5-1 To Learn from Operating Experience

- Analysis of Primary Water Stress Corrosion Cracking Events at PWRs -

Fig.5-2 Summary of Reactor Coolant PressureBoundary Components with PWSCC Observed

Fig.5-2 Summary of Reactor Coolant PressureBoundary Components with PWSCC Observed

Although primary water stress corrosion cracking (PWSCC) has been observed since early 1990's, it was not then recognized as an urgent issue for reactor safety. However, recently several significant degradations originating from PWSCCB in the reactor coolant pressure boundary (RCPB) components have been observed at U.S. PWR plants. We analyzed the U.S. experience with alloy 600 degradation by reviewing licensee event reports (LERs) from 1999 to 2005 to examine trends of such events mainly focusing on affected components, characteristics of cracking, and inspection approaches for detecting the PWSCC. This figure provides a summary of locations where PWSCC was observed. As shown in this figure, PWSCC was found to have occurred in the RCPB components exposed to the high temperature environment, such as the control rod drive mechanism (CRDM) nozzles on reactor vessel head, and thus high temperature condition is one of the factors causing high susceptibility to PWSCC.

It is worldwide recognized that it is important to learn from operating experience in all technologies. In the field of nuclear technology, nowadays, regulatory authorities and industries have been actively carrying out analysis of incidents to identify their causes and to feed back the lessons learned to the design, operation and maintenance of installations on an international basis.

Since a severe accident at a nuclear installation, in particular a nuclear power plant, could cause serious damage to the environment as well as the surrounding populace, it is generally considered essential to eliminate potential or latent causes that could lead to such an accident in advance. Therefore, it is necessary to collect and analyze event information to consider corrective actions for preventing recurrence of the event. Further, it is important to continuously conduct such activities. At JAEA, such activities have been carried out for some time, and the results from these activities have been provided to the regulatory authorities and utilities in Japan.

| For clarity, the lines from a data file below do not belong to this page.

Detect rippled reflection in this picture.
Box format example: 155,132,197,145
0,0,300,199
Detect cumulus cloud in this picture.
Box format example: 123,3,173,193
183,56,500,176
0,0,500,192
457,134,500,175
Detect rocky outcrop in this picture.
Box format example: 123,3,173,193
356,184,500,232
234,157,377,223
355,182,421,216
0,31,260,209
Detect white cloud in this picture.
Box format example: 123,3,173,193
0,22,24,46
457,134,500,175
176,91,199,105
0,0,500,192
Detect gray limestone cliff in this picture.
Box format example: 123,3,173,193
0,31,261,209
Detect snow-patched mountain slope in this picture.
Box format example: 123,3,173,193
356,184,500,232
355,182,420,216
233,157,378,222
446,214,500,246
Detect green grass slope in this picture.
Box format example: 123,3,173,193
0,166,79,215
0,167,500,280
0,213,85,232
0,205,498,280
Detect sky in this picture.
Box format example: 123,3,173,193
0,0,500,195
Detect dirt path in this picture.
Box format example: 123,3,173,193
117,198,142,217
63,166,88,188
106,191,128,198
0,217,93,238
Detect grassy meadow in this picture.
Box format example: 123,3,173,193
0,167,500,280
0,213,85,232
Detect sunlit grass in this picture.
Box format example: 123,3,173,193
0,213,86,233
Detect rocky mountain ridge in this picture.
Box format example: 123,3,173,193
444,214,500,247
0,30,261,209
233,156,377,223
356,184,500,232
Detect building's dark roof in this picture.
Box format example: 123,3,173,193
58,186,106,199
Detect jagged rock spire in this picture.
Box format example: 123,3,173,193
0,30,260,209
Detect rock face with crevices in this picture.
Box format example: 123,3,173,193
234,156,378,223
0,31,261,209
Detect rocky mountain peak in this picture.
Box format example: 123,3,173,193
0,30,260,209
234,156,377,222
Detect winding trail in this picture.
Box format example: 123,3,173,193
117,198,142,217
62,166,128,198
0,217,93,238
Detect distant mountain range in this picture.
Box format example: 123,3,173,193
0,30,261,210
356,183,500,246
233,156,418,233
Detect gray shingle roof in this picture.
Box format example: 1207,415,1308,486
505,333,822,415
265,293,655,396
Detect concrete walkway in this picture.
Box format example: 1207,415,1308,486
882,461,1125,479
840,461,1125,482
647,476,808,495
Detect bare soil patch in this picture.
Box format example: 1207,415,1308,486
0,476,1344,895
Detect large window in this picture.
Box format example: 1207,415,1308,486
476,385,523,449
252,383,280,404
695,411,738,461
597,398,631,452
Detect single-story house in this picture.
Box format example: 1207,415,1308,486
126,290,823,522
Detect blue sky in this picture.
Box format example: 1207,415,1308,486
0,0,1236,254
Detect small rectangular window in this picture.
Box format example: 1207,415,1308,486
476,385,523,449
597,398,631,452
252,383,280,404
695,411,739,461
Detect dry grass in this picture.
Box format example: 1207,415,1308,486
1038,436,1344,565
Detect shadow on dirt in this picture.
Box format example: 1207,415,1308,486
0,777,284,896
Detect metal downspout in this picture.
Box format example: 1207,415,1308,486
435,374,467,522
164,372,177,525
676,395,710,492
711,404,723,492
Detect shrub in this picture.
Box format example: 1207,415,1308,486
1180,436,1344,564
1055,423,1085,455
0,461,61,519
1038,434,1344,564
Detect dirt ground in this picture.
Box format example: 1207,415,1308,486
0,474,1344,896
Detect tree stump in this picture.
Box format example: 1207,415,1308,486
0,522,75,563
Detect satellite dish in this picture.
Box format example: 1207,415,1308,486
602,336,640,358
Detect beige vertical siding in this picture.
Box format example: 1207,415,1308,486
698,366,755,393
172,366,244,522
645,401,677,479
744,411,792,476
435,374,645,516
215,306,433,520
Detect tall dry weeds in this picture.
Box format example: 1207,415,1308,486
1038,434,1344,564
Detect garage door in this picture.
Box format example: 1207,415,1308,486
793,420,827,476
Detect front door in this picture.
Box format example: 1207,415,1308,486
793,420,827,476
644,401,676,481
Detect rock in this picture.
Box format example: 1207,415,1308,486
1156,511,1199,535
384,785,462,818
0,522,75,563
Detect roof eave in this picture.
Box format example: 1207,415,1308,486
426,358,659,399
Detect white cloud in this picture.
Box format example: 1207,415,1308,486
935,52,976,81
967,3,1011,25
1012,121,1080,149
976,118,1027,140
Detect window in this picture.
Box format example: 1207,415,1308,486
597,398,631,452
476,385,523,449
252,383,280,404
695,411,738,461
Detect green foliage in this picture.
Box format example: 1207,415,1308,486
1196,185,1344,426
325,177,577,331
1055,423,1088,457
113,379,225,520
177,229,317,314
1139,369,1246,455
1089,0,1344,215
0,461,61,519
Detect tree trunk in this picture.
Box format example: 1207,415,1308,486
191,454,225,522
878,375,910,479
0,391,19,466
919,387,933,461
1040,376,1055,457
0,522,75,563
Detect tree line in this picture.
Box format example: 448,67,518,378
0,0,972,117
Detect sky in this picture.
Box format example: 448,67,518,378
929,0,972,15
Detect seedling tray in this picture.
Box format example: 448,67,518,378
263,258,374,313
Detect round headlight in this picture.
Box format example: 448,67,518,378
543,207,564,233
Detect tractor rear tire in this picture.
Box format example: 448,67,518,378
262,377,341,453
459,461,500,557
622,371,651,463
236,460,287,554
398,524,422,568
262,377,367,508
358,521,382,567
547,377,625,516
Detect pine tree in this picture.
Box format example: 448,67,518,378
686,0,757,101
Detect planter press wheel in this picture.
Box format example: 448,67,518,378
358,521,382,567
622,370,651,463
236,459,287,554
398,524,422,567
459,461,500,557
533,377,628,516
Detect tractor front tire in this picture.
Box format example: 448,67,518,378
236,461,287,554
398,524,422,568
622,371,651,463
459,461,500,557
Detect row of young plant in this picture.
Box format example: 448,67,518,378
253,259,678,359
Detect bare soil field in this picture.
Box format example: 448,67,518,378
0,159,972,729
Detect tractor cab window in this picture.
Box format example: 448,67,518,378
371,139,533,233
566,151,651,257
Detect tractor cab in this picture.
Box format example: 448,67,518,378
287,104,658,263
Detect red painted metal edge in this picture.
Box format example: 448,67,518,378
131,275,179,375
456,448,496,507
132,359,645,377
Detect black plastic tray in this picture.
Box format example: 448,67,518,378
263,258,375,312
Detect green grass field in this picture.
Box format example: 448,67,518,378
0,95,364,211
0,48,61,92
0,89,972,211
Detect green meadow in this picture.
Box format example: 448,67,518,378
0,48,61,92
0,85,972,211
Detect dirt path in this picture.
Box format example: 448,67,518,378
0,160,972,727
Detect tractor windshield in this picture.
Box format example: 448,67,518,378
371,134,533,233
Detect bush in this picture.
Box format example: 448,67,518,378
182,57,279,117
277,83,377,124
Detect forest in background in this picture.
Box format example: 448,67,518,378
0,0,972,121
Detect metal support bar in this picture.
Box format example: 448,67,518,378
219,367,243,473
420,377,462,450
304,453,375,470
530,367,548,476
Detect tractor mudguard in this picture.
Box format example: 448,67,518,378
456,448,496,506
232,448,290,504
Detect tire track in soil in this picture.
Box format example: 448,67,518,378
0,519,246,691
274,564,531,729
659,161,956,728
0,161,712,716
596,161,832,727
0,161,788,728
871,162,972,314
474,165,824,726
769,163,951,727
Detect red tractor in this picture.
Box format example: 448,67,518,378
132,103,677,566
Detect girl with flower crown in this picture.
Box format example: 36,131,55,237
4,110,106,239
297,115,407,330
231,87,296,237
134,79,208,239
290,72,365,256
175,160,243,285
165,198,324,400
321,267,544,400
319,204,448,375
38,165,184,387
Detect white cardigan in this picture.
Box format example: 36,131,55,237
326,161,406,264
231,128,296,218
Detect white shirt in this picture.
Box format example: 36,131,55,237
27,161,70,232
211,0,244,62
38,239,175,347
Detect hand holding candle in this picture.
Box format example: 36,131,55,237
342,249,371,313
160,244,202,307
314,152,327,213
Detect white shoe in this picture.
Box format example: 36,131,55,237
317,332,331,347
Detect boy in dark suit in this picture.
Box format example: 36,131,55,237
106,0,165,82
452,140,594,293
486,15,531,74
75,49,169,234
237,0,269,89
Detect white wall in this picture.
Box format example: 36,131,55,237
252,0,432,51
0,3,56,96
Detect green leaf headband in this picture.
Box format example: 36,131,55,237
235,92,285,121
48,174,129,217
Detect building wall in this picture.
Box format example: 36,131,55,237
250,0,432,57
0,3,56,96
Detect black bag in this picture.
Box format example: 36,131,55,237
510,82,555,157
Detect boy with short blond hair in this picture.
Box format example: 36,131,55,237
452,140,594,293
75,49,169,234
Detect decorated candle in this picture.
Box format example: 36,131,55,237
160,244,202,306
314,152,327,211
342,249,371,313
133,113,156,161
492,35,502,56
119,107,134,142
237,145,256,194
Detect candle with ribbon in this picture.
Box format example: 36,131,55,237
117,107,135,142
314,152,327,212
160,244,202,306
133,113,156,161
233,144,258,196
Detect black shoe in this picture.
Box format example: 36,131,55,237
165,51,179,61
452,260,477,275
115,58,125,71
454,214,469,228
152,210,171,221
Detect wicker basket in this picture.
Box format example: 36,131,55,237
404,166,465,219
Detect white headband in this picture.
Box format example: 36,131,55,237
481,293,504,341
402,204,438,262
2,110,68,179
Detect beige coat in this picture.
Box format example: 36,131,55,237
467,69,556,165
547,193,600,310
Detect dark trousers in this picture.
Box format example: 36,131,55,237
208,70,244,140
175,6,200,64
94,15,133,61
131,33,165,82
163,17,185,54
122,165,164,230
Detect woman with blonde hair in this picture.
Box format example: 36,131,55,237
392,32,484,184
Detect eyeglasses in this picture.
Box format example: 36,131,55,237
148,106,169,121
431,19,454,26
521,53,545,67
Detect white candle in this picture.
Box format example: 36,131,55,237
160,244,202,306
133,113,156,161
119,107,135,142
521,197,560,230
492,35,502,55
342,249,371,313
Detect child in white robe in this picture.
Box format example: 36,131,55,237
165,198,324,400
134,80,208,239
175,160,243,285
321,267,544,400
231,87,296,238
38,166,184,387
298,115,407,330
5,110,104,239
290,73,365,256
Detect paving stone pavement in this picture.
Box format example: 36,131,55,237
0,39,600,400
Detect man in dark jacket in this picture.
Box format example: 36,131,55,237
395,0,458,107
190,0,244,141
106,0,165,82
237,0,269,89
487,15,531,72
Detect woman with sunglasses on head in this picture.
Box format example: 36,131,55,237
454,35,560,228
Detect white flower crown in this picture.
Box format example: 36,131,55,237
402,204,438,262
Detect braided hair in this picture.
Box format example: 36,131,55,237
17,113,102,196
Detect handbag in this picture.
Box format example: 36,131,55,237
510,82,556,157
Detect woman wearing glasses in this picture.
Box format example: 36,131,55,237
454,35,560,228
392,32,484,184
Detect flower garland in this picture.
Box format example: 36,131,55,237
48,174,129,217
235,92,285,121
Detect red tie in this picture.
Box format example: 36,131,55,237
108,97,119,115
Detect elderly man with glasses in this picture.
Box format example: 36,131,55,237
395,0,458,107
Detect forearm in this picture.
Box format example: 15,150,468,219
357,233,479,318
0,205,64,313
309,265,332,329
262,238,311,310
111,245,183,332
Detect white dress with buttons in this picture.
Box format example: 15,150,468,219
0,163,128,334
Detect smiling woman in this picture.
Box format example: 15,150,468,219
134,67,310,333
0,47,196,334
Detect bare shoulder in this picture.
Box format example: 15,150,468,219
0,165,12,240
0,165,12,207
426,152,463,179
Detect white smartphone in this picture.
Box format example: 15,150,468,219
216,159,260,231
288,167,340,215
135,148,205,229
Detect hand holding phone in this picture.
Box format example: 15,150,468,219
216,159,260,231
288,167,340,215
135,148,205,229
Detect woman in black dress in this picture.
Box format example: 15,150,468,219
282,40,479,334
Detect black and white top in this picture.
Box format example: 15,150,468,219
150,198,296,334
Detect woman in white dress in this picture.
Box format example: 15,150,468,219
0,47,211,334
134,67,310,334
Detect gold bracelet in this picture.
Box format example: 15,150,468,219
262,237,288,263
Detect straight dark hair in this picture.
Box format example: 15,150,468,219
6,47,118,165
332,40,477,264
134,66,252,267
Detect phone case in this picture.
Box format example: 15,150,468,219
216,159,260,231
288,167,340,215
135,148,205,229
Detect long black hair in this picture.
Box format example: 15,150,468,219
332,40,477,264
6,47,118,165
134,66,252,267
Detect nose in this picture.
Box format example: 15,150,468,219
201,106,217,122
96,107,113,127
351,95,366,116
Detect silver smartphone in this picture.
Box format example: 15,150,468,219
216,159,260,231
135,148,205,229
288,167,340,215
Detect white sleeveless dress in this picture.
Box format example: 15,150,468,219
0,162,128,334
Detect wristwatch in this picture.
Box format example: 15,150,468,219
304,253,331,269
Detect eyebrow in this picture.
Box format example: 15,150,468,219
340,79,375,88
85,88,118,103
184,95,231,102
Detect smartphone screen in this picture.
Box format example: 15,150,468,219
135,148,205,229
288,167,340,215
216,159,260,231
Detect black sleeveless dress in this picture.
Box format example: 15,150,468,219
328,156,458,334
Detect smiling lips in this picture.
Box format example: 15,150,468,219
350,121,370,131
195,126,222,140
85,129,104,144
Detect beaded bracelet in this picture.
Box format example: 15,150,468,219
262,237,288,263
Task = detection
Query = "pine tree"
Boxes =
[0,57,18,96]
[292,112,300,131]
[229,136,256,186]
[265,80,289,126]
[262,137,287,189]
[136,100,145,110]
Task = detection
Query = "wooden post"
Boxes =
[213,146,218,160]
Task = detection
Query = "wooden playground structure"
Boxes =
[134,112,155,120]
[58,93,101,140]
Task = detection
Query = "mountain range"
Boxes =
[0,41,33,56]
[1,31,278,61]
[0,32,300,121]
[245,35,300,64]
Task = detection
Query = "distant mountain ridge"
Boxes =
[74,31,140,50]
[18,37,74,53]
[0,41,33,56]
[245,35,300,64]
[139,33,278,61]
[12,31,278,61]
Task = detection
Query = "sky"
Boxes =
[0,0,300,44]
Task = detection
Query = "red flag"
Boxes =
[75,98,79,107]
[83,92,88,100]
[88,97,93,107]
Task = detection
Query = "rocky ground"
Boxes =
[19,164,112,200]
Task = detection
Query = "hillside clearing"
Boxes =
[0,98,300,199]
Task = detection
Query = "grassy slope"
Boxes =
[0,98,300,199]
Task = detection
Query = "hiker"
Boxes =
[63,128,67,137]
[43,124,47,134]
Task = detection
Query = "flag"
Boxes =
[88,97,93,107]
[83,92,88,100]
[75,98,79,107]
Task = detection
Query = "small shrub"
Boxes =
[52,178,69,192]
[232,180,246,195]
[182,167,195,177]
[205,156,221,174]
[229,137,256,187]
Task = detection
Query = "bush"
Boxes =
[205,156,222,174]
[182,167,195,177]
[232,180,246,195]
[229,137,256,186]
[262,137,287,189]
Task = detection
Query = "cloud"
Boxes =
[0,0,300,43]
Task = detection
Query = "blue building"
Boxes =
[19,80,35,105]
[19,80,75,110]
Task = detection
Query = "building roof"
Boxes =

Fig.5-2 illustrates an example of results from analysis of recent events which occurred at nuclear power plants. This analysis was carried out on the events involving primary water stress corrosion cracking (PWSCC) observed in the reactor coolant pressure boundary components such as the reactor pressure vessel (RPV) and reactor cooling system (RCS) piping.

Should the RPV or RCS piping break, resulting in a loss-of-coolant-accident (LOCA), the capabilities of core cooling and confinement of radioactive materials would be degraded. To obtain insights useful for preventing such a serious condition from occurring, we analyzed PWSCC events focusing on where PWSCC was observed, a method which could detect PWSCC, and so on. The results from this analysis revealed that PWSCC tends to occur at alloy 600 components exposed to relatively high temperature, such as control rod drive mechanism (CRDM) nozzles and pressurizer heater sleeves. In addition, it was shown that depending on the component affected, the non-destructive examination such as ultrasonic testing and/or eddy current testing is generally needed to detect and/or confirm the PWSCC , as well as visual inspection and different repair techniques should be applied. These results have been published to provide the relevant regulatory authorities and industries in Japan with the lessons learned and insights gained that seem useful for the early detection of PWSCC at nuclear power plants.

Takahara, S., Watanabe, N., Trending Analysis of Incidents Involving Primary Water Stress Corrosion Cracking on Alloy 600 Components at U.S. PWRs, Nippon Genshiryoku Gakkai Wabun Ronbunshi, vol.5, no.4, 2006, p.282-291 (in Japanese).